Beth Pariseau posted an interesting article on the SearchServerVirtualization.com website giving more information about the expected VMware Aware Storage APIs (VASA). The VASA will be provided by VMware with support from several storage partners, and will provide improved visibility into the physical storage infrastructure through vCenter and CapacityIQ.
VASA will be a standardized API that all storage vendors can write to that will actually push data into the vCenter database, so that analytics products can do additional analysis on the data.
"…We include the vSphere host’s perspective of LUNs and VMFS volumes," wrote Martin Klaus, group manager of product marketing for VMware, in an email. "Generally, these metrics are sufficient to track from a capacity management standpoint when the environment is virtualized…"

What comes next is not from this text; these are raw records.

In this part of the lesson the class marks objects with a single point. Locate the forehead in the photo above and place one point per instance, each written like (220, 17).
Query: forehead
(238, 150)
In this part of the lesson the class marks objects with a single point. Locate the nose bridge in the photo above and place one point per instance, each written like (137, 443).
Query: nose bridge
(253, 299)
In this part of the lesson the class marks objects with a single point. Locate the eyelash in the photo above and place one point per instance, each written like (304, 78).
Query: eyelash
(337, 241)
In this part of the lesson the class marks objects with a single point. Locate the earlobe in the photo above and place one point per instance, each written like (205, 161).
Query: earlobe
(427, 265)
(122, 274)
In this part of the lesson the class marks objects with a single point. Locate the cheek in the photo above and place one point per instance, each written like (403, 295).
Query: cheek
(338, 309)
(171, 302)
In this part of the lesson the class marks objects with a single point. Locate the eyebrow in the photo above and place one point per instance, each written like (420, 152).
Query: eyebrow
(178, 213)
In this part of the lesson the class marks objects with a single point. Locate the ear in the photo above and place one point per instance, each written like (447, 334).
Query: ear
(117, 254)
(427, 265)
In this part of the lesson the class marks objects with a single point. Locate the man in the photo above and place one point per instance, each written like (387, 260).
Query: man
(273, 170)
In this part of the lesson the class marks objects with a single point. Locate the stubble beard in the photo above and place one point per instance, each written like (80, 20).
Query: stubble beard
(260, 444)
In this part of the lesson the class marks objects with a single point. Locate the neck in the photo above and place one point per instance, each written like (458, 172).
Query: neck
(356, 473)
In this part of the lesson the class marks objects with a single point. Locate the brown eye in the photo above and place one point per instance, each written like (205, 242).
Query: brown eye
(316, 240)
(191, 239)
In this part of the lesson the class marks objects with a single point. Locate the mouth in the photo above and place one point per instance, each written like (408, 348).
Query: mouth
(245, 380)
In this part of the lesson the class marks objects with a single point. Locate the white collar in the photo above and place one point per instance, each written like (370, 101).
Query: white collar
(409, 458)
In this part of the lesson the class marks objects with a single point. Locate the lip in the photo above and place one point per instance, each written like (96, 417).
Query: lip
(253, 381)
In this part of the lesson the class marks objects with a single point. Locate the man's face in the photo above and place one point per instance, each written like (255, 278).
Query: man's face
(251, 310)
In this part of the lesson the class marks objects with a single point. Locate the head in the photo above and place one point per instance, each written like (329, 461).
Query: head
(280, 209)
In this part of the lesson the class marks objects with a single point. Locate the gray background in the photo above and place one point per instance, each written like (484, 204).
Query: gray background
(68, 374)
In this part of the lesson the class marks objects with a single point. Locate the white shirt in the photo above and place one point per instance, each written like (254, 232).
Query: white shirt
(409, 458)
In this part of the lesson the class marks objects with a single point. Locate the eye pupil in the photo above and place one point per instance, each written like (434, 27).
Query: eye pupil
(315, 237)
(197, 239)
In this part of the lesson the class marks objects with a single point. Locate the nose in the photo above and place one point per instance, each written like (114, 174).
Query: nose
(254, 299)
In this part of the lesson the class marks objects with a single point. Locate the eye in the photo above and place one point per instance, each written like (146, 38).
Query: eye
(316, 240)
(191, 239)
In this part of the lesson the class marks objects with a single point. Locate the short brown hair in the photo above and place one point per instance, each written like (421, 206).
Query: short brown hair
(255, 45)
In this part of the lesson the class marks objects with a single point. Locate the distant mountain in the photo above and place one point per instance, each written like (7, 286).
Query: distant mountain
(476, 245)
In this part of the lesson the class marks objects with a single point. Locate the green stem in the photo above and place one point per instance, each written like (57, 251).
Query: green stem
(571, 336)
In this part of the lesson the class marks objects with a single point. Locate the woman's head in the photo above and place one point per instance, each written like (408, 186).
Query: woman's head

The new APIs could also lay the groundwork for storage infrastructure management and automation through vCenter, providing advanced possibilities like a storage equivalent to the Distributed Resource Scheduling (DRS) feature or an enhanced ability to coordinate and automate Storage vMotion data migrations.
Wikibon’s Floyer wrote: "The roadmap for integrating storage into the virtualized infrastructure journey will focus on greater flexibility to meet rapidly changing demands. Storage itself will essentially become invisible, whereby the days of carving out and manually managing LUNs and file systems to support virtualization will come to an end."
MacAulay Brown’s Seaman added, "What I would like [my] 3PAR [disk array] to do is better integrate storage management functions, like LUN provisioning [or] tuning a LUN, within vCenter. If a storage DRS function could be tied to the 3PAR system reporter or real-time stats, then automatically move VMs to different LUNs based on I/O loads, [it] could [also] be useful."